Honeslty all of these new AA modes are "downgrades".Super sampling depending on the game looks quite superior to multisampling.And i am personally not all that impressed with nvidia's CSAA.The performance is good but it certainly looks inferior to MSAA.

Games like crysis and oblivion really benefit with supersampling but the performance hit is really bad and ultimately not worth it.

Baselerd

Multisampling AA is not the same as Supersampling AA. It's very similar, but multisampling only fully supersamples the z-buffer. That is, only the geometry is scaled up and then averaged. The inside textures of polygons and such are still left aliased.

And yes you are correct, anything that is not Supersampling does not look as good. But the trick lies in balancing image quality and performance. All games use FS MSAA nowadays by default, since it looks almost as good and is still playable. Supersampling overextends even modern cards' texture bandwidths and fillrates.
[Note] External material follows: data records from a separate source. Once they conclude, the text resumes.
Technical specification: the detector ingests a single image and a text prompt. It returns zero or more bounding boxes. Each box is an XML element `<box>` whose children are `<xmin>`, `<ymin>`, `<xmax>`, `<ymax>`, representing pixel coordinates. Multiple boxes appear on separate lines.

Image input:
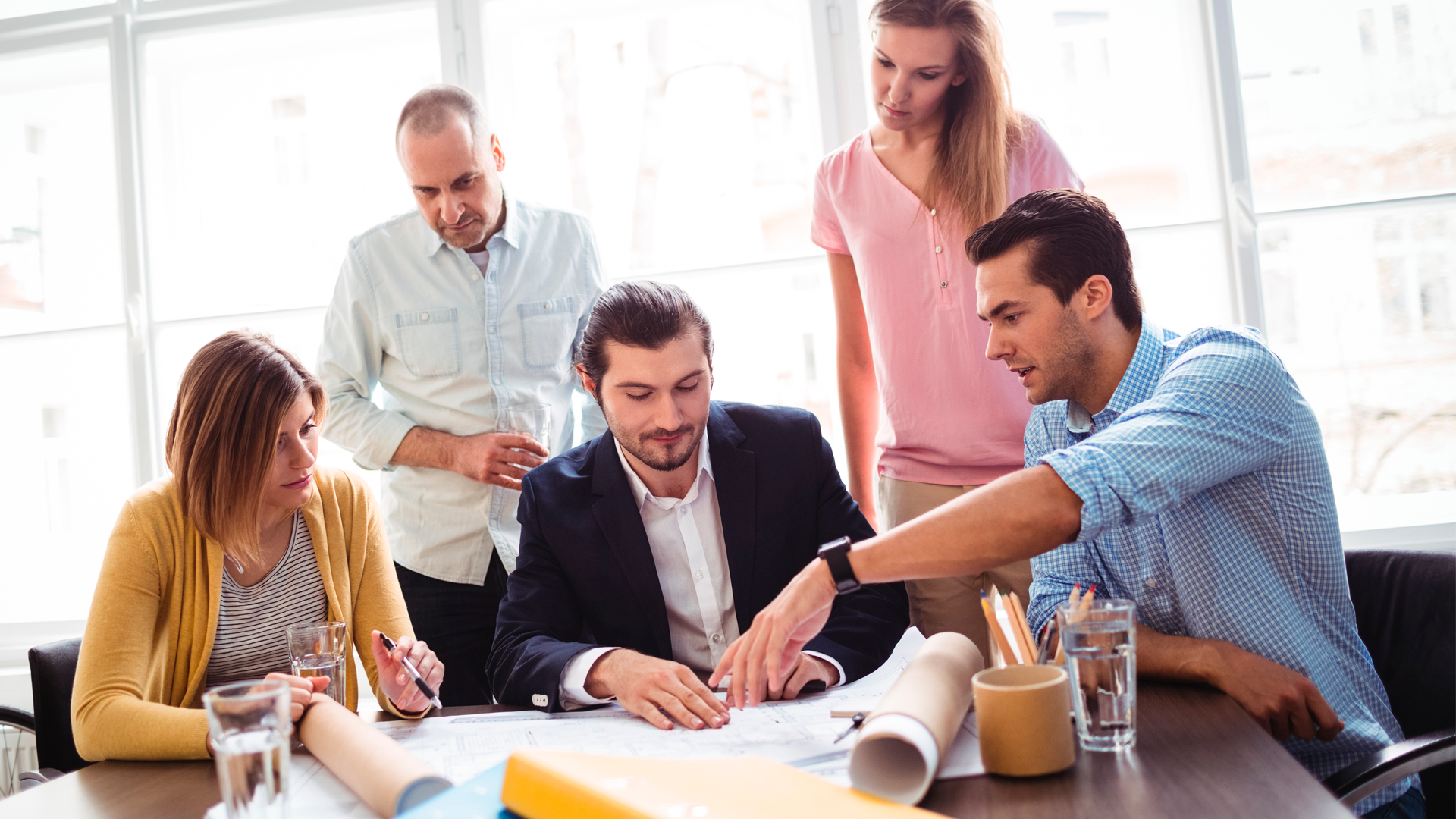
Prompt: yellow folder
<box><xmin>500</xmin><ymin>748</ymin><xmax>935</xmax><ymax>819</ymax></box>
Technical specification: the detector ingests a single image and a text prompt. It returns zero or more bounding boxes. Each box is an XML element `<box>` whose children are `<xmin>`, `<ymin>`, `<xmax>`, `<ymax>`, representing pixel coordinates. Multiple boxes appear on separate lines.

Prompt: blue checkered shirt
<box><xmin>1027</xmin><ymin>318</ymin><xmax>1414</xmax><ymax>813</ymax></box>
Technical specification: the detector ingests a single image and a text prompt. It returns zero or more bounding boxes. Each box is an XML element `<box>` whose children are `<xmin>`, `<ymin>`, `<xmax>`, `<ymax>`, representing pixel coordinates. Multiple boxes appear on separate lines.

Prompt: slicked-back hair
<box><xmin>575</xmin><ymin>281</ymin><xmax>714</xmax><ymax>403</ymax></box>
<box><xmin>965</xmin><ymin>190</ymin><xmax>1143</xmax><ymax>331</ymax></box>
<box><xmin>394</xmin><ymin>84</ymin><xmax>491</xmax><ymax>152</ymax></box>
<box><xmin>166</xmin><ymin>329</ymin><xmax>328</xmax><ymax>564</ymax></box>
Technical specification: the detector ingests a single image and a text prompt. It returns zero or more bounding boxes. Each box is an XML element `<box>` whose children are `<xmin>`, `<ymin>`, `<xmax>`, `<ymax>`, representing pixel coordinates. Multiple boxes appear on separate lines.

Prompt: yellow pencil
<box><xmin>1051</xmin><ymin>583</ymin><xmax>1090</xmax><ymax>666</ymax></box>
<box><xmin>1002</xmin><ymin>592</ymin><xmax>1037</xmax><ymax>666</ymax></box>
<box><xmin>981</xmin><ymin>588</ymin><xmax>1016</xmax><ymax>666</ymax></box>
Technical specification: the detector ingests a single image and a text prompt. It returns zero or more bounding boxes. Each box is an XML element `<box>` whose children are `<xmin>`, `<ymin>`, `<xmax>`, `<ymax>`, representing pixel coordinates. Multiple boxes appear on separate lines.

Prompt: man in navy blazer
<box><xmin>488</xmin><ymin>281</ymin><xmax>908</xmax><ymax>729</ymax></box>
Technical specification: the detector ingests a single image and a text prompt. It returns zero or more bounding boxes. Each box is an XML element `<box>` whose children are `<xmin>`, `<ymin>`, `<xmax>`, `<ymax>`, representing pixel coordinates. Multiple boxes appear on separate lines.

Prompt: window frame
<box><xmin>0</xmin><ymin>0</ymin><xmax>1456</xmax><ymax>551</ymax></box>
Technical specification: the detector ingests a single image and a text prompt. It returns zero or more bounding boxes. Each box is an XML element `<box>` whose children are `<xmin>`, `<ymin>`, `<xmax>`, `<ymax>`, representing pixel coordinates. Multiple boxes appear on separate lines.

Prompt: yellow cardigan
<box><xmin>71</xmin><ymin>469</ymin><xmax>419</xmax><ymax>761</ymax></box>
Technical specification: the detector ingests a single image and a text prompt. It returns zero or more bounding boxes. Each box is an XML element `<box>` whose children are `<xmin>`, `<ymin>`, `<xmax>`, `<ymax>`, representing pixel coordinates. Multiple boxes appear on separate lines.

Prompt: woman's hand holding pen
<box><xmin>370</xmin><ymin>631</ymin><xmax>446</xmax><ymax>711</ymax></box>
<box><xmin>264</xmin><ymin>672</ymin><xmax>329</xmax><ymax>721</ymax></box>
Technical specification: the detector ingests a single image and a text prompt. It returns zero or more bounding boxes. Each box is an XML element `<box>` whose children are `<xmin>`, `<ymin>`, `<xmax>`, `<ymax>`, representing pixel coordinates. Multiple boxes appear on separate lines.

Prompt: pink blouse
<box><xmin>810</xmin><ymin>121</ymin><xmax>1082</xmax><ymax>485</ymax></box>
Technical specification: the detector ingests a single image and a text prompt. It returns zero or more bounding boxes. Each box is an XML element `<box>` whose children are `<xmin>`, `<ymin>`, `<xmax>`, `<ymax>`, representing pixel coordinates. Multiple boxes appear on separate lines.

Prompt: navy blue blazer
<box><xmin>488</xmin><ymin>400</ymin><xmax>910</xmax><ymax>711</ymax></box>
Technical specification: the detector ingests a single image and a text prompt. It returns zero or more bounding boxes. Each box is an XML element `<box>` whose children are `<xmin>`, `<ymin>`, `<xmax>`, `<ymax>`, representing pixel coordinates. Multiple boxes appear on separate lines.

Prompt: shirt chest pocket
<box><xmin>516</xmin><ymin>296</ymin><xmax>578</xmax><ymax>370</ymax></box>
<box><xmin>394</xmin><ymin>307</ymin><xmax>460</xmax><ymax>379</ymax></box>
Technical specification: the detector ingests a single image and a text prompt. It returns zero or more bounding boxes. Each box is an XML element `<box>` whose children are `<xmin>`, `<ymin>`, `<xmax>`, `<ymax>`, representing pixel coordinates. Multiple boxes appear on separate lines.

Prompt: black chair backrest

Actually i am perfectly happy as long as i am able to put 4xMSAA.:)

However games like crysis with their massive draw distances leave a little more to be desired.I also really like how the trees look in motion with supersampling.I can actually get away with super sampling in oblivion at a slightly lower res but for crysis the settings would probably need to be medium\low for acceptable performance with supersampling which obviously makes it not worth it.